Boya Sandığı (Öykü)
BOYA SANDIĞI (Öykü)
Hiç unutmam iki binli yıllardı. Konumuzla zerre alakası yok da, İki bin hâlâ keyifle içilebilen en önemli Allah’a secde etmeyen bitkiden yapılmış lanet olası bir içecekti. (Üstad’dan mülhem) bilen bilir.
Bir öğretmen arkadaşımla dağa gideceğiz, arabasının bagajına eşya koymak için bagajı açtık, bagajda itinayla yapılmış bir boya sandığı…
Ama ne sandık! Sanırım en pahalı malzemelerden imal edilmiş…
Sordum arkadaşa bu ne lan? Öğretmenliğin yanında ek iş olarak boyacılık mı yapacaksın…
Arkadaş utandı, yüzü kızardı. Yüz ifadesinden anladığım kadarıyla anlatmak istemiyor gibiydi ama açıklamak zorunda kaldı ısrarlı bakışlarıma dayanamayarak…
Şey… Dedi yutkundu.
Bu arada arkadaşımız hakkında birkaç fikir vermek istiyorum…
Bu arkadaşımızın kendi ifadesiyle alnı pek secde görmemiş tütün bitkisi gibi.
Dinle imanla pek alakası yok.
Benle nasıl alakası oldu onu da bilmiyorum, iyi çay içerdi ondan galiba.
Ramazanda okulda çay demlerdi ben sabah sabah demliğin kapağını açar içime çay çeker öyle başlardım güne.
Demliğin kapağını açınca çay da bozulur, bozulsun umurumda mı, biz çay içmiyorken çay mı içilir?
Hastayım ben oruç tutamıyorum derdi, biz de yerdik.
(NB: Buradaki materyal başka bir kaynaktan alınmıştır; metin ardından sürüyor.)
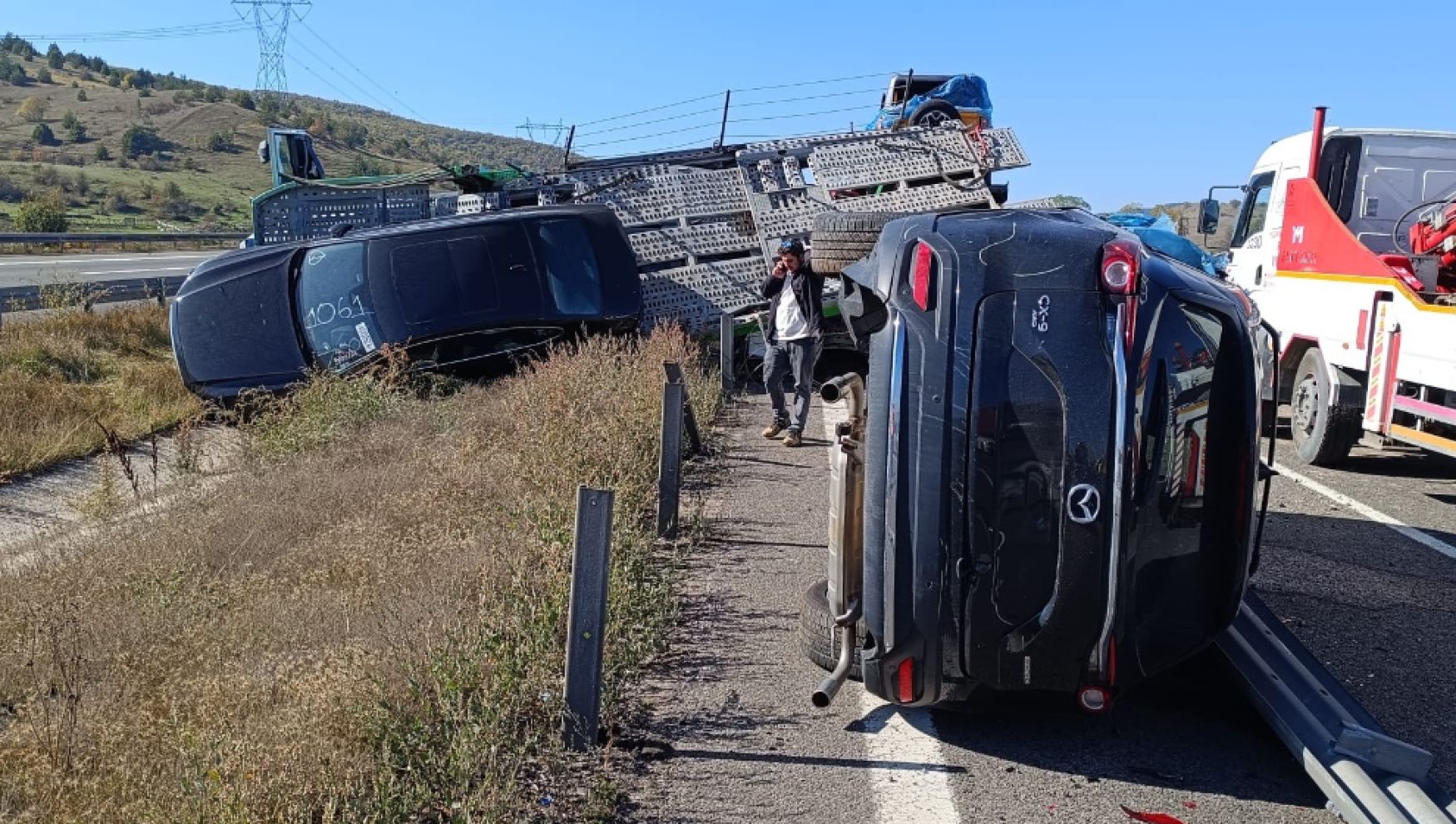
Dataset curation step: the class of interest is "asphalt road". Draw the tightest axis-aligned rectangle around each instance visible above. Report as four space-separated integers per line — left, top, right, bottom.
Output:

Hasta olduğu halde doktorun yasak ettiği ne varsa yer içerdi…
İyi içerdi yani.
Açıkladı açıklayacak sandığın hikayesini…
Oğlanın okulunun önünde oğlanı beklerken dedi, boyacı bir çocuk var, ayakkabımı boyatayım dedim, bir baktım boya sandığı hurda!
Derme çatma, belli ki kendisi yapmış. Öyle itinayla ayakkabımı boyadı ki…
Hemen gittim marangoza boya sandığı yaptırdım, çocuğa da teslim edemedim arabanın arkasında o yüzden duruyor, dedi.
Adamdaki düşünceye bak, bizim aklımızdan geçene bak, oysa biz ne sandık?
O an düşündüm, kendimi de o arkadaşı da…
Ramazanda oruç yiyen o,
Çocuğa merhamet eden sandık yaptıran o!
Namaz kılmayan o,
Merhamet sahibi olan o!
Sakın aklınıza namaz kılmayan, oruç tutmayan birine güzelleme yaptığım gelmesin.
Hem namaz kılıp, hem oruç tutup, hem merhamet sahibi olamaz mıyız?
Birkaç gün önce namaz vakti dışında camiye uğradık, yaşlı emmiler toplanmış Kur’an okumaya, öğrenmeye çalışıyorlar…
Onlardaki o aşkı, şevki görünce gözlerim yaşardı, ne güzeldi yaptıkları…
”Sizin en hayırlınız Kuran’ı öğreten ve öğrenenlerinizdir.” hadisine uygun bir yaşam… Geç de olsa idrak edip Kuran’ı öğrenmek ne güzel…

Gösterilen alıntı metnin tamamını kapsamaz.